Background Appropriate use criteria (AUC) have defined transthoracic echocardiogram (TTE) indications for which there is a clear lack of benefit as rarely appropriate (rA).
Objectives This study sought to investigate the impact of an AUC-based educational intervention on outpatient TTE ordering by cardiologists and primary care providers.
Methods The authors conducted a prospective, investigator-blinded, multicenter, randomized controlled trial of an AUC-based educational intervention aimed at reducing rA outpatient TTEs. The study was conducted at 8 hospitals across 2 countries. The authors randomized cardiologists and primary care providers to receive either intervention or control (no intervention). The primary outcome measure was the proportion of rA TTEs.
Results One hundred and ninety-six physicians were randomized, and 179 were included in the analysis. From December 2014 to April 2016, the authors assessed 14,697 TTEs for appropriateness, of which 99% were classifiable using the 2011 AUC. The mean proportion of rA TTEs was significantly lower in the intervention versus the control group (8.8% vs. 10.1%; odds ratio [OR]: 0.75; 95% confidence interval [CI]: 0.57 to 0.99; p = 0.039). In physicians who ordered, on average, at least 1 TTE per month, there was a significantly lower proportion of rA TTEs in the intervention versus the control group (8.6% vs. 11.1%; OR: 0.76; 95% CI: 0.57 to 0.99; p = 0.047). There was no difference in the TTE ordering volume between the intervention and control groups (mean 77.7 ± 89.3 vs. 85.4 ± 111.4; p = 0.83).
Conclusions An educational intervention reduced the number of rA TTEs ordered by attending physicians in a variety of ambulatory care environments. This may prove to be an effective strategy to improve the use of imaging. (A Multi-Centered Feedback and Education Intervention Designed to Reduce Inappropriate Transthoracic Echocardiograms [Echo WISELY]; NCT02038101)
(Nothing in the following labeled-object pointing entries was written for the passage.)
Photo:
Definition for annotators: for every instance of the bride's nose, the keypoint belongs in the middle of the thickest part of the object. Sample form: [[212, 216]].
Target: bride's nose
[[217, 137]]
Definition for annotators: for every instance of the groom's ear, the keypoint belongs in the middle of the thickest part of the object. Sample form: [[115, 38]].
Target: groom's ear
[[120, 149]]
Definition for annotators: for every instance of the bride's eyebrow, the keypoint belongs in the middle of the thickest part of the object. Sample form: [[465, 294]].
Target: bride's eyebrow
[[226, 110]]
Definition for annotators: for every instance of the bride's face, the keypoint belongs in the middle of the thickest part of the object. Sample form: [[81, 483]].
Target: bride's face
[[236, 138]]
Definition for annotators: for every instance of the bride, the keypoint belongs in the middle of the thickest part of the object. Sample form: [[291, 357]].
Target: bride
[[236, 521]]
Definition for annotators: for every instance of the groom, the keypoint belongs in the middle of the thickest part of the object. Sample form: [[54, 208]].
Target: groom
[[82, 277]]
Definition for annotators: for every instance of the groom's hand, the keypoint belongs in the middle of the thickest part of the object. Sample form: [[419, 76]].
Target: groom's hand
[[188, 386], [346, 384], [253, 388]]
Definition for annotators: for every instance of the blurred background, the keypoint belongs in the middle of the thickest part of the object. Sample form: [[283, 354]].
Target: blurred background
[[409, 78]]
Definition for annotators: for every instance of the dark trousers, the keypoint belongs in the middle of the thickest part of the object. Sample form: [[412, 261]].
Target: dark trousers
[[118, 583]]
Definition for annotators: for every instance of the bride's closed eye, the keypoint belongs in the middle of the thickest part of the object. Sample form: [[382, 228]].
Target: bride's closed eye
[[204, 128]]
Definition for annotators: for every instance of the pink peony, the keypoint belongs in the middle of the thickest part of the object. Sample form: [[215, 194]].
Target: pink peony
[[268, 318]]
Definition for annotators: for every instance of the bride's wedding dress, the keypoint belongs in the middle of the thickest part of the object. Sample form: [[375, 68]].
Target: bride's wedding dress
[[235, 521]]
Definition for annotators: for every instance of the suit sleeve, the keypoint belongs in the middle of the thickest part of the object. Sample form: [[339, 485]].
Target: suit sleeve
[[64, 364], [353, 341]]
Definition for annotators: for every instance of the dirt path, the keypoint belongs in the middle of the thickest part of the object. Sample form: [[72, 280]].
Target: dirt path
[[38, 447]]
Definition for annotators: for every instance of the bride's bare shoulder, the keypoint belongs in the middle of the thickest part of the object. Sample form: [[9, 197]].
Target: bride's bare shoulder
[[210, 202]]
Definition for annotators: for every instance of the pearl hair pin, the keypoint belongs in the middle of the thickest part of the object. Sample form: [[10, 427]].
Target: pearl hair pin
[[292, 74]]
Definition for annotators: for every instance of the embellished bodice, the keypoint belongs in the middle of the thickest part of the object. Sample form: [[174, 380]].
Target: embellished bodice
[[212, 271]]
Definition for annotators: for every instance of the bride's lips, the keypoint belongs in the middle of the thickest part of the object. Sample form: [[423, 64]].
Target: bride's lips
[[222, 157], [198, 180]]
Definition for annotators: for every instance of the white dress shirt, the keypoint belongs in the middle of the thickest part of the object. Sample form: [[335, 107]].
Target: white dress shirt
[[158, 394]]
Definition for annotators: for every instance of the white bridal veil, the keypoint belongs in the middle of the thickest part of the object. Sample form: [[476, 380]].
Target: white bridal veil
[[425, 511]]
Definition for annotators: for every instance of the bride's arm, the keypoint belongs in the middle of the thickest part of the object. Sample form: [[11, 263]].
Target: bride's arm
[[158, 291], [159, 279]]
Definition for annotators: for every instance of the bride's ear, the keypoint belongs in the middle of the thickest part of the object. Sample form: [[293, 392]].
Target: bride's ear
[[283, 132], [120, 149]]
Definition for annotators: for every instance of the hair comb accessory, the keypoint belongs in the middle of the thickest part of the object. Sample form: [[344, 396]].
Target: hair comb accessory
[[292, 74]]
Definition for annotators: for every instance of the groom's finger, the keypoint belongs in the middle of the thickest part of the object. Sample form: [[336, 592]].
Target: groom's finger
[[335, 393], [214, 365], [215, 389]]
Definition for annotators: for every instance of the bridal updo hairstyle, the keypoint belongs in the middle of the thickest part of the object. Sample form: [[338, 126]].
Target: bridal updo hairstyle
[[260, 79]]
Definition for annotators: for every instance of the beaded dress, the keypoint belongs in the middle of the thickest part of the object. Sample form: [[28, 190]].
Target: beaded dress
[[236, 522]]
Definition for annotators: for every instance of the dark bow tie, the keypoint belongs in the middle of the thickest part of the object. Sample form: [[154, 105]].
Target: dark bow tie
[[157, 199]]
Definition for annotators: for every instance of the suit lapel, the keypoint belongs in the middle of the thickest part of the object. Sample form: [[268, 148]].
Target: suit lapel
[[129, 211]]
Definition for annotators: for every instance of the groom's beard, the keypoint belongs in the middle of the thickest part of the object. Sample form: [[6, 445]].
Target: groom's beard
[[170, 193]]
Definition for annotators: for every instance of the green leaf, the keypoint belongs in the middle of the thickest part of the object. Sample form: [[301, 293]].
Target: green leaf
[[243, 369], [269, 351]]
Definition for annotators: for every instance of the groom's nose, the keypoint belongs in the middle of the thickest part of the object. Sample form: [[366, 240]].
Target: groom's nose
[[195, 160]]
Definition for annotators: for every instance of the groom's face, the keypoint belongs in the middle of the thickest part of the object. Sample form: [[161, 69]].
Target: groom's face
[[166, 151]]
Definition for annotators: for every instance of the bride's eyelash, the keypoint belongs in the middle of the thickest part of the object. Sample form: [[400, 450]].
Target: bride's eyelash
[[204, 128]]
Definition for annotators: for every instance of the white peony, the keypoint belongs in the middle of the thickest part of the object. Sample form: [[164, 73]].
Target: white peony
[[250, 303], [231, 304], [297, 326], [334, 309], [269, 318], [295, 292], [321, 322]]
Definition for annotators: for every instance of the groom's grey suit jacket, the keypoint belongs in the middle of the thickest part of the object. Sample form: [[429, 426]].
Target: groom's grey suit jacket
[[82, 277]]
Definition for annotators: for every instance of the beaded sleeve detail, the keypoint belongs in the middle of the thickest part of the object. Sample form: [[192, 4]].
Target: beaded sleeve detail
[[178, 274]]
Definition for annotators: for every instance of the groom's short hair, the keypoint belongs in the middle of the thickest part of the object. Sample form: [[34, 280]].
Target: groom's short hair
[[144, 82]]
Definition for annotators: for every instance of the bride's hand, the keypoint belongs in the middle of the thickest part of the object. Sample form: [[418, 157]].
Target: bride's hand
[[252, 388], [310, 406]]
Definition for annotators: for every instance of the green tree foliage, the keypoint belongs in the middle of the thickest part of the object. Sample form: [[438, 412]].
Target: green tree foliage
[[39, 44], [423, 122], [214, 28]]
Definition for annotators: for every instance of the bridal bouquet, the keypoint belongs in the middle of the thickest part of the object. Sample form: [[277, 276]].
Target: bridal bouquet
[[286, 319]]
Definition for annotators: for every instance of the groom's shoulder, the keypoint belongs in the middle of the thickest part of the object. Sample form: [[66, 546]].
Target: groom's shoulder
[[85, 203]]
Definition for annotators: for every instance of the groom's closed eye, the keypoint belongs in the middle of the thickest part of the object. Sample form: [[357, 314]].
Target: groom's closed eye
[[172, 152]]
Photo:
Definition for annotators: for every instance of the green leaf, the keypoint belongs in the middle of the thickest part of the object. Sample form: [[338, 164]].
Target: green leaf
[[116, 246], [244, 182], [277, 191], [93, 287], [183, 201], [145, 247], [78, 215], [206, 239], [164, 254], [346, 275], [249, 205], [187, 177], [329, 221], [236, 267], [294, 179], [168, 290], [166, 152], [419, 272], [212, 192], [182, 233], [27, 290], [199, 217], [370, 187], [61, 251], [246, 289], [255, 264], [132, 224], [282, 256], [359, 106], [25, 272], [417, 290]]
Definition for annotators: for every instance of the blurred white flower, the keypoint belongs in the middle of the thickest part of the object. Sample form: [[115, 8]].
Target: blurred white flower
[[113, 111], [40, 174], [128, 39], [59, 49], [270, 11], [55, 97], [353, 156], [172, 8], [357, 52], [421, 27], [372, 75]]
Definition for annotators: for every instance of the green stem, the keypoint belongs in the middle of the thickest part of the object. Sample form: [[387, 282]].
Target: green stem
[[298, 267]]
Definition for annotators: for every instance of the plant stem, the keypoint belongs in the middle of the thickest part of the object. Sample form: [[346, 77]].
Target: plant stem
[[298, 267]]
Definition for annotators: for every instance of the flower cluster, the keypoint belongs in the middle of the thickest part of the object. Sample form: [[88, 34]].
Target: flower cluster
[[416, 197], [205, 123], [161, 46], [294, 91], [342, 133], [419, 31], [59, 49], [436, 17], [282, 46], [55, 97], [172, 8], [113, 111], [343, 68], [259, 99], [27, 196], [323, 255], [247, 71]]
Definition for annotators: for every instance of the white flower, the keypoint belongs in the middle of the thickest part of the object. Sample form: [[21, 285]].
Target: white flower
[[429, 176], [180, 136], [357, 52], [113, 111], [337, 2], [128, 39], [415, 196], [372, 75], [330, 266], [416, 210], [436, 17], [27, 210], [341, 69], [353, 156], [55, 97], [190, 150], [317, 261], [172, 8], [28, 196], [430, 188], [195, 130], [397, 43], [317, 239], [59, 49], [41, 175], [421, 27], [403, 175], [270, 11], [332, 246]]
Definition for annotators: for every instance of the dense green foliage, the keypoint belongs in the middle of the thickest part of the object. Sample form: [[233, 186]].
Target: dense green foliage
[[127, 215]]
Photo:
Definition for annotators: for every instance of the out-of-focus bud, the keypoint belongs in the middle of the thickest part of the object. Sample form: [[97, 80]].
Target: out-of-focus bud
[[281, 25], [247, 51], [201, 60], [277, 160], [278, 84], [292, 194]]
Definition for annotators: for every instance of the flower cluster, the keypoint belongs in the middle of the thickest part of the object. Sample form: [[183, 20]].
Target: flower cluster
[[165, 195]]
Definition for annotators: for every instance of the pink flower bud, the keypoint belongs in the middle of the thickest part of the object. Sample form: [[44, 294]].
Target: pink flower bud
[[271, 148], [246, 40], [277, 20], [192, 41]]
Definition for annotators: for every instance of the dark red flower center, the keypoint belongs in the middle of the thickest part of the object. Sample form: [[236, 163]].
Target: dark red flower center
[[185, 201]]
Overuse of low-value clinical services has received greater attention in recent years in response to an Institute of Medicine report that estimated 30% of health care dollars are spent on services that do not improve patient care (1). The Choosing Wisely campaigns have sought to raise awareness of low-value tests, treatments, and procedures that are potentially unnecessary and may cause harm (2). In response to concerns regarding significant increases in the use of cardiac testing (3), some of which may be of low value, the American College of Cardiology published its first Appropriate Use Criteria (AUC) document in 2005 (4), and then subsequently published multiple documents covering the majority of cardiovascular imaging and procedures (5–8).
Clinical application of the AUC has been considered as a mechanism to curb the rising use of cardiac testing that may be low value. A small number of prior studies have assessed the ability to change physician behavior with AUC-based interventions. Studies have evaluated the impact on ordering of echocardiography, single-photon emission computed tomography, and coronary computed tomography angiography (9–14) and achieved various levels of success. The previously published studies have been predominantly single-center, nonrandomized studies with a limited sample size and duration of intervention (15).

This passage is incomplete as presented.